You are driving along one day and someone cuts you off, and in that moment, you get mad. You lay on the horn and yell a few words that you never would have said if you mother had been sitting in the car next to you. Then, when you realize that the other driver is looking at you through his rear view mirror, you show him the international symbol for, “I don’t appreciate what you just did.” A couple of miles later, as your anger level subsides, you say to yourself, “I shouldn’t have done that. I’m a Christian and I should not have reacted the way I did.” Over and over throughout the rest of the day you keep beating yourself up, saying, “I shouldn’t have done that.”
One day you are having a cup of coffee with a friend and you are telling her about the difficult time that you are going through in your life. Your friend nods as she is listening to you, an indication that she knows what you are talking about. When you finished she says to you, “What you need to do is just pray about it.” You take a deep breath and sigh a little bit because you knew she was going so say that. That’s when you admit, “Sometimes I feel like God is just not listening to me.” With a look of horror on her face, your friend says to you, “You shouldn’t feel that way.” For the rest of the day, her words of indictment keep pounding their way into your thoughts.
I am guessing that we all know what it is like when either our own conscience, or a well-meaning friend, tries to convince us of what we should and shouldn’t be doing or should and shouldn’t be feeling, especially since we are Christians. On the surface there is nothing really wrong with being reminded of the implications that come with living out our Christian lives. The problem is that such reminders simply miss the point.

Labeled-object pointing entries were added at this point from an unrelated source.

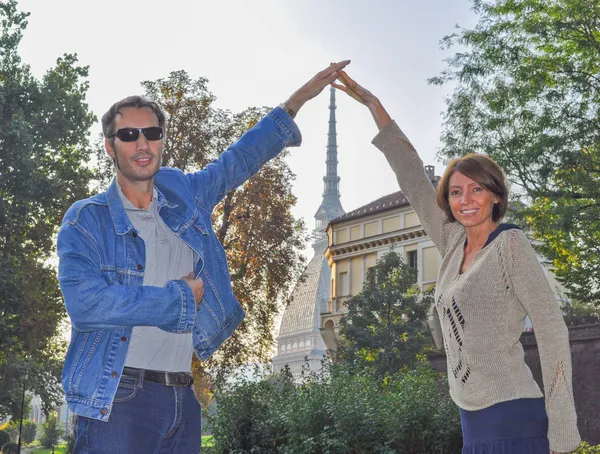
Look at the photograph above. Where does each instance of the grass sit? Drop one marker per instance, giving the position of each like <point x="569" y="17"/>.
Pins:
<point x="207" y="441"/>
<point x="57" y="450"/>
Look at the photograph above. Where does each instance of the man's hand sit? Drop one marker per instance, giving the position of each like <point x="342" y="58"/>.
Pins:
<point x="197" y="286"/>
<point x="315" y="85"/>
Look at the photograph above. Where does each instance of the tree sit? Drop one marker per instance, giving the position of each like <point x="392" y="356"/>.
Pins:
<point x="50" y="431"/>
<point x="43" y="150"/>
<point x="254" y="223"/>
<point x="527" y="93"/>
<point x="384" y="328"/>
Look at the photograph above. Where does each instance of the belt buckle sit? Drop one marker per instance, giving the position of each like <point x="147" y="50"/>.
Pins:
<point x="168" y="381"/>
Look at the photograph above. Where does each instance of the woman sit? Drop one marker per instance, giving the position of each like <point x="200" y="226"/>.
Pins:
<point x="489" y="280"/>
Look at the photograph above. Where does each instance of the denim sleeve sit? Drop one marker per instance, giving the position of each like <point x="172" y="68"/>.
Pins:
<point x="94" y="304"/>
<point x="243" y="159"/>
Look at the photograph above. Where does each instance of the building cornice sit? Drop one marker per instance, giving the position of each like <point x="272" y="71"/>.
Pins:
<point x="365" y="244"/>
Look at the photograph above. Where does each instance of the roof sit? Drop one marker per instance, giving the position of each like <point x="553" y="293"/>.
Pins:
<point x="301" y="315"/>
<point x="387" y="202"/>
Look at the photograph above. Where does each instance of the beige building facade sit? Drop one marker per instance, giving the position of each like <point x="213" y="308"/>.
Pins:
<point x="358" y="239"/>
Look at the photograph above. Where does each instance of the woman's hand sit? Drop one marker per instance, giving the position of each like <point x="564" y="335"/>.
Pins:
<point x="364" y="96"/>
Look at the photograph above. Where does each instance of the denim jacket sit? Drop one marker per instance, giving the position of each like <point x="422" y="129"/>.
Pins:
<point x="101" y="268"/>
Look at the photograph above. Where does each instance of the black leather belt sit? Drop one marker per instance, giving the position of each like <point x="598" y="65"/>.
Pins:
<point x="166" y="378"/>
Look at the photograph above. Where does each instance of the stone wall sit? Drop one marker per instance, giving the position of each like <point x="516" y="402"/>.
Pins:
<point x="585" y="354"/>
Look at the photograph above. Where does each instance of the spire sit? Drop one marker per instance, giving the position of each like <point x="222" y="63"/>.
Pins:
<point x="331" y="206"/>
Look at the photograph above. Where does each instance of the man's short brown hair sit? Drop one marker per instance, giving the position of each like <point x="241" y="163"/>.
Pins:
<point x="484" y="171"/>
<point x="109" y="123"/>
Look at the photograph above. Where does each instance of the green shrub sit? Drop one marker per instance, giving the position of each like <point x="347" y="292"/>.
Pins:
<point x="28" y="431"/>
<point x="4" y="437"/>
<point x="50" y="431"/>
<point x="337" y="410"/>
<point x="9" y="448"/>
<point x="585" y="448"/>
<point x="69" y="441"/>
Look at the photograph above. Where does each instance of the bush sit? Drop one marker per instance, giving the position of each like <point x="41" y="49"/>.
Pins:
<point x="9" y="448"/>
<point x="4" y="437"/>
<point x="28" y="431"/>
<point x="50" y="431"/>
<point x="337" y="410"/>
<point x="69" y="442"/>
<point x="585" y="448"/>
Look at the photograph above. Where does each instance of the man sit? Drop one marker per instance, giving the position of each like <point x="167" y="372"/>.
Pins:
<point x="145" y="279"/>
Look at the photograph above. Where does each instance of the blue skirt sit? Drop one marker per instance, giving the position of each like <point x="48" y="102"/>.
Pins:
<point x="514" y="427"/>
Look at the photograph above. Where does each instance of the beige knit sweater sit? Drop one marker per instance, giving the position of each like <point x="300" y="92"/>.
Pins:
<point x="482" y="311"/>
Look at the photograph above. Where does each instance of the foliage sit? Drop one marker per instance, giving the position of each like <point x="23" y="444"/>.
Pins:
<point x="585" y="448"/>
<point x="4" y="438"/>
<point x="337" y="410"/>
<point x="577" y="313"/>
<point x="10" y="448"/>
<point x="43" y="150"/>
<point x="527" y="93"/>
<point x="69" y="439"/>
<point x="29" y="430"/>
<point x="384" y="328"/>
<point x="51" y="432"/>
<point x="16" y="414"/>
<point x="254" y="223"/>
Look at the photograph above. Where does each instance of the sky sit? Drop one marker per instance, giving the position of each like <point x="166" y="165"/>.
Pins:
<point x="257" y="53"/>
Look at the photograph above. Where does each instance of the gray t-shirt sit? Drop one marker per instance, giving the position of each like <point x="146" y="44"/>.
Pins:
<point x="167" y="258"/>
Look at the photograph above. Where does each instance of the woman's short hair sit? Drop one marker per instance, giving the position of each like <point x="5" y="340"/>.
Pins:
<point x="484" y="171"/>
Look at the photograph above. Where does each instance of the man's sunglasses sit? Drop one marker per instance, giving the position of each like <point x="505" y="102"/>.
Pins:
<point x="132" y="134"/>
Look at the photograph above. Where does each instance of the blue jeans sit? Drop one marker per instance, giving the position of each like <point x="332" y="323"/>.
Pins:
<point x="146" y="418"/>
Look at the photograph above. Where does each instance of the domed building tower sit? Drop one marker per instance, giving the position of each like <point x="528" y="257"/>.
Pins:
<point x="299" y="337"/>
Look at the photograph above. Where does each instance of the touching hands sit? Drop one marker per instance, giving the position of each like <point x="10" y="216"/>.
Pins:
<point x="197" y="286"/>
<point x="315" y="85"/>
<point x="364" y="96"/>
<point x="353" y="89"/>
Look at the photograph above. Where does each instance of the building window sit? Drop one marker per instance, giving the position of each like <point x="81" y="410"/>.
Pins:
<point x="344" y="284"/>
<point x="411" y="259"/>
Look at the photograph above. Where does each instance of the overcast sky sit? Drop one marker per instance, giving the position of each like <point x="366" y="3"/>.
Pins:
<point x="257" y="53"/>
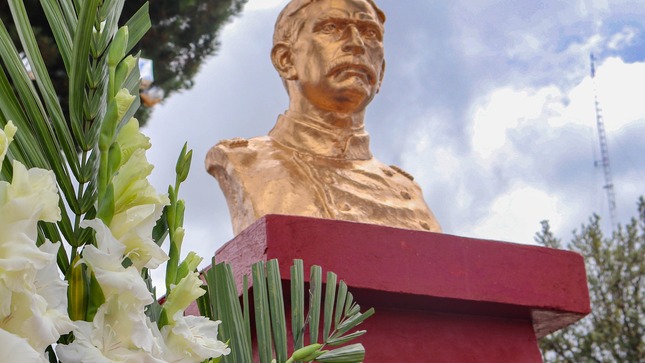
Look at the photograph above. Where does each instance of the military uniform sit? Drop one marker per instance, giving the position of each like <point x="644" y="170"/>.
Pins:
<point x="306" y="168"/>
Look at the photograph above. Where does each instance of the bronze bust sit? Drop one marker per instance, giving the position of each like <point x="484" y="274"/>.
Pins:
<point x="316" y="160"/>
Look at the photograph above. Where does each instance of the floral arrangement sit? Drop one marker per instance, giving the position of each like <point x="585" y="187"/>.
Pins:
<point x="81" y="226"/>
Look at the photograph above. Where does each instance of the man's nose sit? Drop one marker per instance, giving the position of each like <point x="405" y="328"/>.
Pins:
<point x="354" y="42"/>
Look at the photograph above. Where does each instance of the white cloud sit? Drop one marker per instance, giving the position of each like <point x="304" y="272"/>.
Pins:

Telling myself that I shouldn’t have gotten angry on the road isn’t helpful. The fact is, I did get angry on the road. So, the question is, “Why did I get angry on the road?” Being told that I shouldn’t feel as though God is not listening is not helpful. The fact is, I do feel as though God is not listening. So, the question is, “Why do I feel as though God is not listening?” Should or shouldn’t statements simply scratch the surface of our lives. Asking the harder questions forces us to go deeper.
When we take a more honest look at our thoughts and actions and ask the harder questions we find new opportunities to reflect upon our lives, to think more deeply about what it means to be a child of God. Such reflections may reveal hurts from our past that are seeking to find healing, hurts that are causing us to act and think in ways that are contrary to how we want to live out our Christian faith. When we reflect deeply on our lives, we often discover hidden assumptions and expectations about God and ourselves that can skew our interpretation of Scripture and can actually lead us further away from God. Such deep reflections can result in the changes that we seek to implement in our lives.
Prior to his ascension Jesus gave us some wonderful gifts to help us with our deeper reflections. One is the Holy Spirit who is our counselor and friend, who is present in our lives to help lead us into truth. Another gift that Jesus gave us is each other, sisters and brothers of faith. When we invite the Holy Spirit and when we invite a friend of faith to be part of our honest reflections, we discover new possibilities of healing, and new possibilities of thinking and acting that are consistent with being the child of God that we want to be.